Writing an answer about "how to do more calculations per thread" because code-formatting is non-existent in comments, and also covering a little on memory usage...

So, most OpenCL implementatins will need to run more than a couple of instructions per thread (and the right number of threads) for efficient performance. But like I said in comments, this is HIGHLY dependent on the actual architecture of the processing unit (GPU, CPU, or OpenCL-capable magical unit weaved from unicorn hair, whatever it may be) - each manufacturer of GPUs, CPUs and unicorn weavers have their own ideas of how to make a very efficient unit, and they all tend to change their mind as time flows too... ;)
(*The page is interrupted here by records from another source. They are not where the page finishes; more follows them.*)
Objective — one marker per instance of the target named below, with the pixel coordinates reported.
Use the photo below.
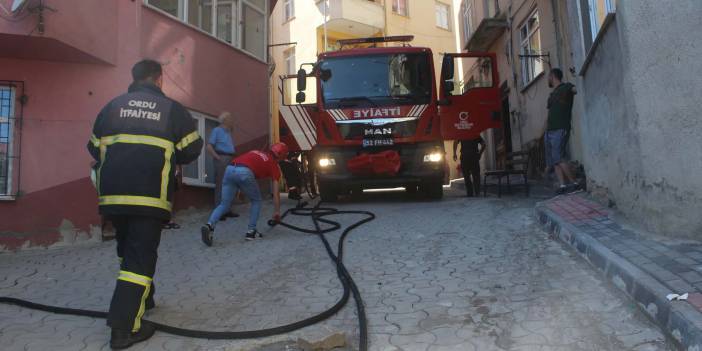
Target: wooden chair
(517, 163)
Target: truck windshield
(376, 80)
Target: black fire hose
(318, 215)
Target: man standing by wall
(221, 147)
(138, 139)
(557, 131)
(471, 152)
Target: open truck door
(469, 100)
(296, 111)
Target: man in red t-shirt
(242, 175)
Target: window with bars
(400, 7)
(241, 23)
(289, 9)
(598, 11)
(9, 147)
(530, 44)
(290, 61)
(443, 13)
(201, 171)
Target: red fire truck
(374, 117)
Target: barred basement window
(9, 139)
(201, 171)
(530, 38)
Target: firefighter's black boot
(122, 339)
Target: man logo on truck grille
(377, 131)
(463, 123)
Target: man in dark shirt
(558, 123)
(471, 151)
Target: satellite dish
(17, 5)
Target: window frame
(467, 14)
(396, 6)
(528, 64)
(289, 59)
(595, 26)
(201, 180)
(10, 192)
(289, 10)
(439, 4)
(237, 23)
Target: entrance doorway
(502, 138)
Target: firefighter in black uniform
(138, 139)
(471, 152)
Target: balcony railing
(355, 17)
(489, 23)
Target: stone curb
(678, 319)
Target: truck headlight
(433, 157)
(326, 162)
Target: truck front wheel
(433, 190)
(328, 193)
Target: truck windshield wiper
(352, 99)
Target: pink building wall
(84, 60)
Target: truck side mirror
(448, 87)
(301, 80)
(300, 97)
(447, 74)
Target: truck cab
(376, 117)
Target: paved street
(460, 274)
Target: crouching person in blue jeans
(241, 175)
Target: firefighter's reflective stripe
(168, 147)
(139, 280)
(135, 201)
(187, 140)
(94, 140)
(136, 139)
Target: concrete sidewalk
(645, 267)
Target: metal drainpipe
(557, 27)
(514, 75)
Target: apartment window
(400, 7)
(598, 11)
(290, 61)
(200, 14)
(289, 9)
(467, 19)
(227, 14)
(530, 37)
(442, 15)
(7, 158)
(201, 171)
(241, 23)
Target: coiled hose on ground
(319, 216)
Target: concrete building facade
(60, 63)
(635, 124)
(640, 133)
(525, 35)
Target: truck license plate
(378, 142)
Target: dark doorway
(502, 138)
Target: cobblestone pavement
(460, 274)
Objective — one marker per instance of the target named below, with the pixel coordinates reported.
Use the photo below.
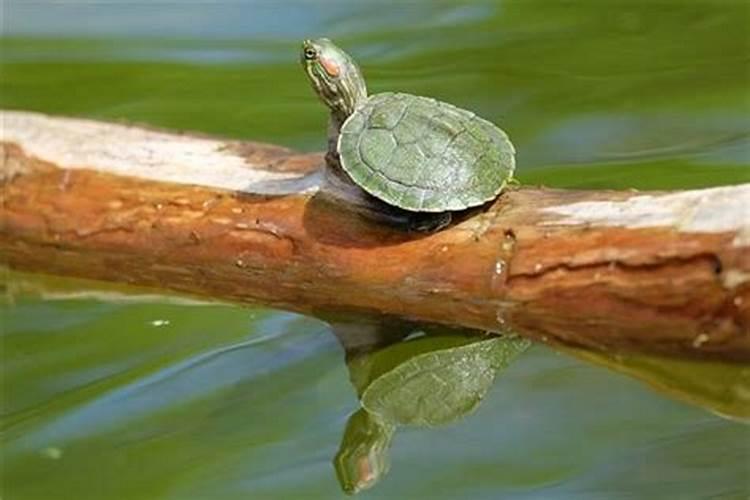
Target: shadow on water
(410, 375)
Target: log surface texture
(247, 222)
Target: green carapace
(414, 153)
To do a little more work in one thread you could simply do:

#define NUM_PER_THREAD 16
__kernel void kernel simple_add(
 __global float* X, 
 __global float* Y, 
 __global float* S, 
 __global int *A)
{

   for(i = 0; i < NUM_PER_THREAD; i++)
   {
      size_t index = get_global_id(0)*NUM_PER_THREAD + i;
      S[index] = X[index] * Y[index];
   }
}

[This will do 1 x 16 blocks. It gets a bit more fun to try to do 16 x 16 or something like that, but can be done if you know the size (width) of the matrix]
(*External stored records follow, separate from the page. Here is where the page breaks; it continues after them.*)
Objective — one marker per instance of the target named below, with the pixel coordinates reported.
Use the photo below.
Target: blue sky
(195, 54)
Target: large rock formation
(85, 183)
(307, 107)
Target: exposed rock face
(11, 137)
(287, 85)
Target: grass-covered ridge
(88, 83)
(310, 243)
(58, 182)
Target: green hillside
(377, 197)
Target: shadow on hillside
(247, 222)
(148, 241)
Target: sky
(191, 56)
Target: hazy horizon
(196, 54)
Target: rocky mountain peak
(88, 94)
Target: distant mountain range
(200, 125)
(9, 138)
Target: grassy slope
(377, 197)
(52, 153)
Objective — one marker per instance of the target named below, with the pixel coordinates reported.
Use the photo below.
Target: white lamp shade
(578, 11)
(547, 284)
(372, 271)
Regarding memory: GPU's that have dedicated local memory (in other words most graphics cards) will work MUCH faster if all the data fits in the graphics memory. Accessing "main" memory involves one of two approaches:

  1. long access times for each cache-line when the GPU is reading over the PCI-express bus [or whatever infrastructure is used] - this can be 100 or 1000x slower than "local" memory. And the GPU also (most likely) has to ask the CPU if the memory content is in cache, and if so, wait further for the CPU to copy the data out to main memory...
  2. "page in/out" where the GPU stops, sends an interrupt to the CPU, the CPU finds some suitable lump [lump in this context is the technical term for "some amount of memory most likely around 4K or multiple thereof"] of memory to "remove" from the GPU memory, and copies that out to main memory, then copies in the required other lump of memory to the GPU memory - similar to when the OS is swapping memory to/from the hard-disk. And if you are unlucky, the GPU also has to do some interesting cache or TLB flushing to ensure that the correct data is being used.

Note that I still (in the last hour or so) haven't got any particular insight in how the AMD/ATI GPU's work, or how their OpenCL driver works. The above is a mixture of guessing/knowing how GPUs work in general, understanding of how OpenCL works in general, and calculating the memory needed to store the three different arrays of 16K x 16K using float.